In Britain, the left accepts the status quo in Europe, and both main leftist parties do not seek change. The Labour Party would put further constitutional change to a referendum, while the Liberal Democrats would happily see more EU integration. Both parties swing between the 'fools' paradise' approach of support for the current arrangements and making violent, if unsubstantiated threats, about the consequences of moving on. For the conservatively minded, the aim is to change Britain's relationship with Europe, to reflect, as Dati puts it, legitimate sovereign interests. The UK Independence Party proposes a strategy of leaving the Union first and renegotiating the terms once out.

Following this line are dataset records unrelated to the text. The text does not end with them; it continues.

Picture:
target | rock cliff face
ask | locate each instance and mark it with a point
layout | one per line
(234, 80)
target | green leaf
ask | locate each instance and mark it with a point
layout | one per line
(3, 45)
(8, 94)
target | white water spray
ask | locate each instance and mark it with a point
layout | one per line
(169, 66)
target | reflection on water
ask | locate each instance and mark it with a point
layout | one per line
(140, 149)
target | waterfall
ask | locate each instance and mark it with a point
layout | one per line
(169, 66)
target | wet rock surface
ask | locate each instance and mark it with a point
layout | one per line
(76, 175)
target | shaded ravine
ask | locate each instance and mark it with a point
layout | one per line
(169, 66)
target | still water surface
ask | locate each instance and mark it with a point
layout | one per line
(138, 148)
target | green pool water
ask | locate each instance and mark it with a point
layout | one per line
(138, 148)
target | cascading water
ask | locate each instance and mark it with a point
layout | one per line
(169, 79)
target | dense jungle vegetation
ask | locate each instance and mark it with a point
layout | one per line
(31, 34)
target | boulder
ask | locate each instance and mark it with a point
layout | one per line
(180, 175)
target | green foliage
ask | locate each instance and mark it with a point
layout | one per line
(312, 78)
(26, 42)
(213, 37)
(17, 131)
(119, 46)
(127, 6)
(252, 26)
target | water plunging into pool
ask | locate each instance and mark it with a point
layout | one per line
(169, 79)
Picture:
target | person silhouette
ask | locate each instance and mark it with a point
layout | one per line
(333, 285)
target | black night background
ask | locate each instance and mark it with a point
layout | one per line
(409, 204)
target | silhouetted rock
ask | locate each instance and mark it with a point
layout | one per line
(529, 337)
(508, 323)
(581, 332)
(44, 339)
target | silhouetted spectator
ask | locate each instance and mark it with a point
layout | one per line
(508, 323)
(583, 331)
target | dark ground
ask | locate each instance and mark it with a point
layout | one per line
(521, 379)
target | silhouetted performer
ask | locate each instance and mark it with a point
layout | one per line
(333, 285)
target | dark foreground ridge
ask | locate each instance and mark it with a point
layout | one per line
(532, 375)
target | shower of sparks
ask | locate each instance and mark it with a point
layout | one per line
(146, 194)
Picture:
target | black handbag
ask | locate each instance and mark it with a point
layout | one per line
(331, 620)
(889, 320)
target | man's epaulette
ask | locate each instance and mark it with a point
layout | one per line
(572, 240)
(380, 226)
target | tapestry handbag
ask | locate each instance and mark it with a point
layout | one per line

The Conservative Party under David Cameron intends to negotiate first and put the new deal with Europe to an 'in out referendum'.

Whatever the outcome of the May elections, one thing is clear. 'Europe' and its governing institutions are not just a problem for the conservatively minded. They are a problem for the people who have little confidence in the European project or the institutions which enjoy power without responsibility. In Germany, almost 60 per cent of the electorate are Eurosceptic, according to the EU's own barometer, and the new Alternative fur Deutchland, an anti-Euro party, is polling 5 per cent of the vote. In Italy, Euroscepticsm is at 53 per cent. But it is in France, with a 56 per cent eurosceptic figure, that the battle to move forward and make the case for doing so is gaining momentum.

Rachida Dati publicly urged her UMP party to campaign with the people and for national sovereignty against EU encroachment. Meanwhile, the Eurosceptic Debout de La Republique (DLR) gave an ecstatic welcome to UKIP's leader as he announced his party would 'twin' with this French Gaullist group. The party polls around 2 per cent of the French vote especially among middle classes who may be put off by the legacy of the Front Nationale, which polls around 25 per cent. President Hollande and his socialists appear as unwilling as they are unable to enunciate, much less to support, French interests in dealing with the EU. Come the elections in May, he and those who put their faith in the big state, whether at home or in Europe, may have to learn that the centre of gravity has moved away from bureaucratic internationalism to the nation state and its legitimate interests. Now that the genie is out of the bottle, it is likely to stay there.